Но «шизофреничность» уже носилась в воздухе. С самого начала века нарастало напряжение между религиозным консерватизмом и свободомыслием. По левую руку располагались либертины290
, верившие в индивидуальность сознания и симпатизировавшие всевозрастающему эмпиризму в науке, по правую – святоши с их несгибаемой верой в непреложность религиозных, королевских и социальных установлений и традиций. Мольер был частым гостем салонов, где встречались свободомыслящие люди, он восхищался эпикурейскими взглядами Гассенди291, главного выразителя новой философии в тогдашней Франции. Вряд ли можно усомниться в том, что интеллектуально он был близок либертинам.Однако к середине столетия движение свободной мысли стало испытывать все больше затруднений, как извне, так и изнутри. Очевидной социальной причиной таких затруднений было то, что многие аристократы – к ужасу более искренних вольнодумцев – плавно соскользнули от сомнений в авторитете Церкви к отрицанию всех моральных норм в целом. Самое слово «либертин», когда-то служившее просто обозначением, превратилось в обвинение. Вокруг Мольера существовало множество живых, реальных людей, образы которых он мог бы использовать, создавая своего Дон Жуана. Утверждают, что в основном прообразом его героя послужил принц де Конти, но добавились еще и черты других современных ему распутников – Генриха Лотарингского, де Варда, Бюсси, шевалье де Роклора (вот исток сцены с нищим). К 1653 году в обществе, после Фронды быстро терявшем свою открытость, тюрьма, ссылка, даже сожжение на костре сделали такой стиль жизни весьма опасным, и самые хитроумные псевдолибертины стали отказываться от философских обоснований собственного себялюбия и прятаться под маской лицемерной религиозности. Они осуществляли программу, эксплицитно выраженную еще одним кандидатом в прототипы Дон Жуана – кардиналом де Ретцем: «Грешить хитроумно – это самое страшное преступление перед Богом, но самое мудрое поведение в глазах общества».

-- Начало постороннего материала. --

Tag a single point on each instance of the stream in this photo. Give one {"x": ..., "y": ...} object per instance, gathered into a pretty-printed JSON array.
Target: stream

Такова, следовательно, еще одна из шизофренических черт Мольера: расщепленность сознания вызвана тем, что он восхищается принципами свободомыслия, но не одобряет злоупотребления ими на практике (несомненно, еще и по личным причинам, в связи с горьким опытом своего собственного брака).
Ту же расщепленность сознания разделяет с ним и его покровитель – король. Движущей силой реакционного лагеря являлась La Compagnie du Tres Saint-Sacrament de l'Autel292
– общество, тайно основанное в 1629 году и остававшееся нелегальным еще два десятилетия. Это Общество, так сказать, ЦРУ за спиной Кабалы святош, стремилось повернуть все назад, возродить дух Трентского Собора293. Оно жаждало восстановления инквизиции во Франции и желало, чтобы судьбы французских королей и самой страны были отданы в руки Ватикана. Под неплотным прикрытием благотворительных трудов Общество (получившее мощную поддержку при дворе со стороны королевы-матери, Анны Австрийской) вело всяческие интриги и устраивало тайные заговоры против политики Мазарини и Людовика XIV. Одной из его целей было установление в стране католицизма испанского типа; важная роль отводилась светскому наставнику в вере (роль Тартюфа) в каждой зажиточной семье. В международных делах это религиозно-политическое правое крыло выступало за союз с Испанией и войну с Англией – что в тот период было совершенно противоположно намерениям короля. Во всяком случае, особенно после ссоры с папой по протокольным вопросам в 1662 году, Людовик XIV был все меньше и меньше расположен терпеть заальпийское вмешательство в собственные – французские – дела.С точки зрения политической он поэтому терпимо относился к некоторым проявлениям свободомыслия, а тем более – к своему великому драматургу. Но его покровительство было далеко не бескорыстным, и вовсе не таким уж широким. Король оказался слабоват в некоторых других направлениях, в том числе и собственной мысли, поскольку всегда обвинял Фронду в либертинстве. Короче говоря, Людовик был весьма уязвим для критики справа и, как полагают, сам приказал Мольеру убрать сцену с нищим после второго представления «Дон Жуана». Несмотря на то что в конце концов король разрешил (через несколько лет после смерти матери в 1666 году) снова поставить «Тартюфа» в 1669, «Дон Жуан» прощения так и не получил.